ARLINGTON — Local shoppers and city leaders are hoping to see a couple new grocery stores come to town soon.
The back-to-back closures of Haggen and Food Pavilion have cut down on options for buying groceries near downtown Arlington.
That leaves two Safeways and a Walmart within city boundaries. It’s frustrating for grocery shoppers and worrisome for nearby businesses.
Mikki Ryan, assistant manager at a Great Clips hair salon near the Haggen building, was surprised when the store closed. Now, she worries about how that could affect her business.
“If something doesn’t come in soon, we’ll really start to feel it,” Ryan said. “We have a customer base, but we need those people driving and walking by.”
Great Clips is situated across the parking lot from the 60,000-square-foot Haggen building at the corner of Highway 9 and 204th Street Northeast. There also is an H&R Block office, Pedeltweezers Chinese and Pizza, Tricycle Professional Nail Care and Sun Room Tanning Salon.
Hailey Robbins, a stylist at Great Clips, shares Ryan’s concern for the small business park. She also misses the Haggen cafe area where most employees went for lunch.
Though Robbins was surprised by Haggen’s closing, it wasn’t as sudden as the shutting of Food Pavilion, which didn’t host sales or put up banners like Haggen did in the weeks before it closed.
“At least with Haggen we had some warning,” she said. “Food Pavilion was just gone.”
The Arlington-Smokey Point Chamber of Commerce has heard from people who are dismayed by the closures of the Haggen and Food Pavilion. They want more options for grocery shopping close to home.
“The biggest thing I hear from the community is you have either Safeway, Safeway or Walmart,” the chamber’s Managing Director Stacie Roark said. “A lot of folks aren’t big Walmart supporters, and they’re wanting something that isn’t in Marysville.”
The city’s working on it, officials say.
Arlington’s community and economic development department has reached out to building owners to offer help with promoting the spaces for new businesses, department director Paul Ellis said.
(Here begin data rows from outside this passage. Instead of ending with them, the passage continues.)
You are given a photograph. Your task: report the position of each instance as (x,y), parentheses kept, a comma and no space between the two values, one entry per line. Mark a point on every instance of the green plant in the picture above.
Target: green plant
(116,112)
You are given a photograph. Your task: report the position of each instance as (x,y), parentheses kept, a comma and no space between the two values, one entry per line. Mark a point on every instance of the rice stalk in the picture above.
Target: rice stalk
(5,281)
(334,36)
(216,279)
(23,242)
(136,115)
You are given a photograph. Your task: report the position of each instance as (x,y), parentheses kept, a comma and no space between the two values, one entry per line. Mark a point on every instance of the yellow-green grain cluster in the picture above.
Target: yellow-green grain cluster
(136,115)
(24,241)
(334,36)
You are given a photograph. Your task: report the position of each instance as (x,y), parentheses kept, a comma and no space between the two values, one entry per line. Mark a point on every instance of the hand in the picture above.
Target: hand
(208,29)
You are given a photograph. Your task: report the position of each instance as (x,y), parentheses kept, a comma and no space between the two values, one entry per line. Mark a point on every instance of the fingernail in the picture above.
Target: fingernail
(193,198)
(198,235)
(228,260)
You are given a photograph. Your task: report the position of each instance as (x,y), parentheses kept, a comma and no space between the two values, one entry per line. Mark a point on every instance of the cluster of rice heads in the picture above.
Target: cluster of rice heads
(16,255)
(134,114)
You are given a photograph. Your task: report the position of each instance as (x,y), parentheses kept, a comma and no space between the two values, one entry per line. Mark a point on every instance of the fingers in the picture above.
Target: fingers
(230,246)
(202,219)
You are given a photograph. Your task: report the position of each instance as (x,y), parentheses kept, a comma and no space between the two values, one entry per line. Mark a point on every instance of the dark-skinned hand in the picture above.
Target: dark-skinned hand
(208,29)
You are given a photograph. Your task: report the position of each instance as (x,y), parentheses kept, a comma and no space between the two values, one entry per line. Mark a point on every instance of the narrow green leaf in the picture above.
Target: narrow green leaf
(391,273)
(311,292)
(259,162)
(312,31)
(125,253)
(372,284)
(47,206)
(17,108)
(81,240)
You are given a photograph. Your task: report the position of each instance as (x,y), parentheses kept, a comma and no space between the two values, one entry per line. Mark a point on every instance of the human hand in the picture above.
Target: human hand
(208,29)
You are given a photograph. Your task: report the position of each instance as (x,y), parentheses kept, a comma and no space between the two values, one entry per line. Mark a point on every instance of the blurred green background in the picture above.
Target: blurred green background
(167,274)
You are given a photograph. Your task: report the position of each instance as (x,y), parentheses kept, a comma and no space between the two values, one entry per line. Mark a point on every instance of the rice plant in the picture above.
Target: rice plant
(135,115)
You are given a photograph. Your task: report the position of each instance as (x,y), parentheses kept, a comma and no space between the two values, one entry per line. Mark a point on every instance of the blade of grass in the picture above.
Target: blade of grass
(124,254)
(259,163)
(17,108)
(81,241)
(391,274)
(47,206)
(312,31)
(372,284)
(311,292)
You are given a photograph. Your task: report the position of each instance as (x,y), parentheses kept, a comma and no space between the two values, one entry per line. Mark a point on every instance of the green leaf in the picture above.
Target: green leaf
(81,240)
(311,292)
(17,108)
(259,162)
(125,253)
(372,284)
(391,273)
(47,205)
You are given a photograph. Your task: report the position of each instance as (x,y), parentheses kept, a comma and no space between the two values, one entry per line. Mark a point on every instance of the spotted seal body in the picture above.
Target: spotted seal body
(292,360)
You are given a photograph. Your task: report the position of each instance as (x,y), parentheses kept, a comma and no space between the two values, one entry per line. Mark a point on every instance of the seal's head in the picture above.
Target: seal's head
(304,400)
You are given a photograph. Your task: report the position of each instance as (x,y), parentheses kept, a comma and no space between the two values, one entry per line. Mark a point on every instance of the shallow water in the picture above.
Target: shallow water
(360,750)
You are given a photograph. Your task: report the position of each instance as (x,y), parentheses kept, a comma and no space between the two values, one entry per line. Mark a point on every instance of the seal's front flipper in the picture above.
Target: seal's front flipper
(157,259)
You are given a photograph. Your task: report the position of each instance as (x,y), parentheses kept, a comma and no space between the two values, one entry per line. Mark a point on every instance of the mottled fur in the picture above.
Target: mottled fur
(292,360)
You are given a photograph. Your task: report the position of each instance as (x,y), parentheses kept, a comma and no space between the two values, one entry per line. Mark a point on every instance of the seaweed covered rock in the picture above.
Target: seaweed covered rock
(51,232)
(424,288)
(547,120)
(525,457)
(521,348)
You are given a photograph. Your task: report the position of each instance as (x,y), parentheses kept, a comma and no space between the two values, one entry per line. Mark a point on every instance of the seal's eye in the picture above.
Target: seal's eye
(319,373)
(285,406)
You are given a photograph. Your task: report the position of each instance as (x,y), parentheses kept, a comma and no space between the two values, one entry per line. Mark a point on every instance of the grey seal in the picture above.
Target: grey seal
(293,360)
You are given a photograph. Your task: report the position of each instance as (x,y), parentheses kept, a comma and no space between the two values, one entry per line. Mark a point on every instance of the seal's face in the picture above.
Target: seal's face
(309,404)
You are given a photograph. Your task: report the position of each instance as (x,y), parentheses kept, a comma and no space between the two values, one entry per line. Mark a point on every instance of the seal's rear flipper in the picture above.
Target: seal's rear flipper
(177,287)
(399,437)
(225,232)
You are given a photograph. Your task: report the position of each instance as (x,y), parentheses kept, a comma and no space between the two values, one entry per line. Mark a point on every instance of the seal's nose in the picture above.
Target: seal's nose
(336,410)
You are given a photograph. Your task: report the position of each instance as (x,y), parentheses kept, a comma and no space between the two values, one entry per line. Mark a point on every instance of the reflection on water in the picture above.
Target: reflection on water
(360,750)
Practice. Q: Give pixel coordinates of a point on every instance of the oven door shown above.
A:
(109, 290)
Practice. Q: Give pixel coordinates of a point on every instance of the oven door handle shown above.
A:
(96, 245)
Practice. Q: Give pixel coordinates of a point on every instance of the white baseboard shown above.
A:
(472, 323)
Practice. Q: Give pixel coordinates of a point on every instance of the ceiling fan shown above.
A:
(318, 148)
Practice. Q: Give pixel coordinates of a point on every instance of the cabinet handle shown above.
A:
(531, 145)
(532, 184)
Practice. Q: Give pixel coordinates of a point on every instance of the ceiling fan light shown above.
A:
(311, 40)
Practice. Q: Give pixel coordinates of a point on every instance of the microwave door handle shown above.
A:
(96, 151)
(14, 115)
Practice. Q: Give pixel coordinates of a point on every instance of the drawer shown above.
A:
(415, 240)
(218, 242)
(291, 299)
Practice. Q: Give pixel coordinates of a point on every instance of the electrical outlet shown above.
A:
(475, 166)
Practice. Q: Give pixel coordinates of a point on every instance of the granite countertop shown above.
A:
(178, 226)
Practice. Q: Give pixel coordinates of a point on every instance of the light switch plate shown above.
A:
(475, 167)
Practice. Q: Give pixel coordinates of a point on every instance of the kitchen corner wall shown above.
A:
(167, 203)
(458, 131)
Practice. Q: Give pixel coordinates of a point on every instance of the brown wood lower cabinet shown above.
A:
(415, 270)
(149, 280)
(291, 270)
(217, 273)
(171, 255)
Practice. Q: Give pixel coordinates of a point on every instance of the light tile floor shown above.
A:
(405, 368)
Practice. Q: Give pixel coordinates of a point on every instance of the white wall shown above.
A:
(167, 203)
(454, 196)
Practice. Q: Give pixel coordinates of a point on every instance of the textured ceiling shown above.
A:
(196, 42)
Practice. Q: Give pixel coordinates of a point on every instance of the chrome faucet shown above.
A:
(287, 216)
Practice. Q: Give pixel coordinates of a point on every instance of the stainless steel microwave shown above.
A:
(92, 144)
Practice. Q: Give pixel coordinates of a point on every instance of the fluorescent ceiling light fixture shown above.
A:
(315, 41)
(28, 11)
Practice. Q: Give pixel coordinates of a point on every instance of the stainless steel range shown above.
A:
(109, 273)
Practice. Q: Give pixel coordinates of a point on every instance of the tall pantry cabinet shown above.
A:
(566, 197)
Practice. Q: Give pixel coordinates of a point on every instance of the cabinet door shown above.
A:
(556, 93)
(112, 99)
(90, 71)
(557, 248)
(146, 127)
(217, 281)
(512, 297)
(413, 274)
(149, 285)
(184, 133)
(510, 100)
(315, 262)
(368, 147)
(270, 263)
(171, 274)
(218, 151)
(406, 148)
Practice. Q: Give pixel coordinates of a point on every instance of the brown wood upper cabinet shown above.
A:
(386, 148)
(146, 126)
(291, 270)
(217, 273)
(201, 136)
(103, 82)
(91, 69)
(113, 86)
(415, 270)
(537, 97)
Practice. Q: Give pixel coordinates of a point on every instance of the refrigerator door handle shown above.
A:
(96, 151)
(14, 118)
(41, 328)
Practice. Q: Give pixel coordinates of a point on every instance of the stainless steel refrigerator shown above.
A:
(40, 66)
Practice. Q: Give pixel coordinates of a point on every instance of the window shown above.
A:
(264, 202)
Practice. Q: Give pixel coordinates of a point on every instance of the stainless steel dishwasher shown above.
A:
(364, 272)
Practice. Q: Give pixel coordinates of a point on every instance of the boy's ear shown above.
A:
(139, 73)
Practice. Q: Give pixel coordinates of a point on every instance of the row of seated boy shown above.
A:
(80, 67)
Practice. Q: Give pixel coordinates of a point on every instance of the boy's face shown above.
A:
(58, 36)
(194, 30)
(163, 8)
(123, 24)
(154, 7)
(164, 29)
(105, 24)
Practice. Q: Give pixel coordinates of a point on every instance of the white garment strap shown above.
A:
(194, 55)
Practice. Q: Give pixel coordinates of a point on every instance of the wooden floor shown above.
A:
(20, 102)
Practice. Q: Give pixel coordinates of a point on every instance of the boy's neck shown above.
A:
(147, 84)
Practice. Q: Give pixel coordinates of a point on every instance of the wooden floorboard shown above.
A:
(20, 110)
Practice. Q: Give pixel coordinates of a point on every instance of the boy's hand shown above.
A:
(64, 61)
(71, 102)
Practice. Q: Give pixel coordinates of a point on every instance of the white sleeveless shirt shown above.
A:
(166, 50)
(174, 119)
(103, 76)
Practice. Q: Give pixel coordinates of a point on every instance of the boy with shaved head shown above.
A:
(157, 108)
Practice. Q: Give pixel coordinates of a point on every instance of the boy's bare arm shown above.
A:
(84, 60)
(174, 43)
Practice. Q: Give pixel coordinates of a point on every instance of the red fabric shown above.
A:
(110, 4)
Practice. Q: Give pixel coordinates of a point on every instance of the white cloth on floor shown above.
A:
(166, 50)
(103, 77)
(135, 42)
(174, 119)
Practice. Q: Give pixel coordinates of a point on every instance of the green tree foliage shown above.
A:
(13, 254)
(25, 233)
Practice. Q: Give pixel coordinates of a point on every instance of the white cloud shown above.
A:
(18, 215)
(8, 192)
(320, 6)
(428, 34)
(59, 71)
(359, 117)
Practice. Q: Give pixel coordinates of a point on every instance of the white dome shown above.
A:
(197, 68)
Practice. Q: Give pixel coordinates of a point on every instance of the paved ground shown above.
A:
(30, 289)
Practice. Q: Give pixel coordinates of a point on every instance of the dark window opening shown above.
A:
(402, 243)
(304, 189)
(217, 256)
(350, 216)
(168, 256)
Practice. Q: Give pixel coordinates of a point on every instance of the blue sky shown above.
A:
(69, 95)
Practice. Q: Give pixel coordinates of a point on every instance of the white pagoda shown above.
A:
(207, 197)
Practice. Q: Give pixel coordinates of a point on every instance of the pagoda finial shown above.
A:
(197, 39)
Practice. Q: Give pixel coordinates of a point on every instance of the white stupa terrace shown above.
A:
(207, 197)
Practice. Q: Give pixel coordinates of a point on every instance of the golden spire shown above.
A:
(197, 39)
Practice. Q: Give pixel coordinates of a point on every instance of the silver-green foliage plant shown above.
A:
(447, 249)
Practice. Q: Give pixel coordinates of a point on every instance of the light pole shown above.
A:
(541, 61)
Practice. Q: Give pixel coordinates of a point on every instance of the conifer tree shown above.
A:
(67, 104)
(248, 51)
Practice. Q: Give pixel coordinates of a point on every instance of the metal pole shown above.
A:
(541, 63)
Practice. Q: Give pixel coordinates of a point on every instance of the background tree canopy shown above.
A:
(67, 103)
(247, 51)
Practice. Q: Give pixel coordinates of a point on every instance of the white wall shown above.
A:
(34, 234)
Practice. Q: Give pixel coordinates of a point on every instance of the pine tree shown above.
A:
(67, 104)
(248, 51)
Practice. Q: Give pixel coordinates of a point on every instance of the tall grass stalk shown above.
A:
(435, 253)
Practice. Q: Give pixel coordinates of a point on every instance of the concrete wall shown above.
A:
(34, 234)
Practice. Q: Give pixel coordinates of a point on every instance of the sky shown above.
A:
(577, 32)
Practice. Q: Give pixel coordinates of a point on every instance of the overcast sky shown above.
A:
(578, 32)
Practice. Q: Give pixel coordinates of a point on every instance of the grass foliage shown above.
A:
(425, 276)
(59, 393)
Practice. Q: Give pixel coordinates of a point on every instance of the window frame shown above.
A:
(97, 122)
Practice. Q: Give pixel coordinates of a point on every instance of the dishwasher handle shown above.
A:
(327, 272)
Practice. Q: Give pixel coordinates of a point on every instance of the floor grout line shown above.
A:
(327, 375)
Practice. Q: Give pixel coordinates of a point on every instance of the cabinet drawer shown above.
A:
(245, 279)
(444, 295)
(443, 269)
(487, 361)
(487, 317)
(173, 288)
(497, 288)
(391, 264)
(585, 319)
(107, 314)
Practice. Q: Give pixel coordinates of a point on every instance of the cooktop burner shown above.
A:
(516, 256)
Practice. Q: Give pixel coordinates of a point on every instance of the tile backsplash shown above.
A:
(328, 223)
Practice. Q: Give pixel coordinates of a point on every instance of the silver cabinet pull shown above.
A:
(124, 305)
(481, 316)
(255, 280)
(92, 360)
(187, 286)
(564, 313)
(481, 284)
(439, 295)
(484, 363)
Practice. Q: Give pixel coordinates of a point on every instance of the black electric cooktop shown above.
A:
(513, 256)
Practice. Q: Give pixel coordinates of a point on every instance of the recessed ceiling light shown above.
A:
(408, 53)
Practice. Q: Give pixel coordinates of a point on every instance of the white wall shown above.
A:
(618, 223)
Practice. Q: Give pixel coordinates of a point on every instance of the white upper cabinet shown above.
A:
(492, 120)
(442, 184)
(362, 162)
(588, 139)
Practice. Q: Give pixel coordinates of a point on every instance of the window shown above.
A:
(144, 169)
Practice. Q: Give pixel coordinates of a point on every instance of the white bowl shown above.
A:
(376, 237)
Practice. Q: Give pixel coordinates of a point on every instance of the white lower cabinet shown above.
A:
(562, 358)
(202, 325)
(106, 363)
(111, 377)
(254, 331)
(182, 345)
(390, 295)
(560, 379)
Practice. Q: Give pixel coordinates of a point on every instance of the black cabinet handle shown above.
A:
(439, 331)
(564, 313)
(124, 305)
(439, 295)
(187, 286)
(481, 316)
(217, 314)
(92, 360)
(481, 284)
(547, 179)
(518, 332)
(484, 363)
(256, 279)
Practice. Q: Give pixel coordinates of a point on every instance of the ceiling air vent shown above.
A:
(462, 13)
However, no concrete plans have yet been shared with the city.
“We don’t want to see either of them sit vacant,” Ellis said. “We haven’t heard of anything else going in there yet.”
The city is not anticipating much of a decline in sales tax revenues because most groceries are not taxed, he said. But lost jobs and reduced services are a blow. He wasn’t sure how many employees were affected by the stores’ closures, but Haggen tried to place many of their workers at other locations, he said.
The city did not know that the Food Pavilion was at risk of closing until the decision was made, according to a city staff report. City staff plan to follow up with the owner of the building to help land a new tenant quickly.
Though a campaign has started on Facebook to bring a Trader Joe’s to town, and rumors quickly spread that one would take over the Food Pavilion building, Arlington is not on the list for a new Trader Joe’s in the next two years, a spokeswoman for the company said last week.
“We would like to see another market there,” Ellis said. “We’re really kind of short on grocery stores now with two of them closed.”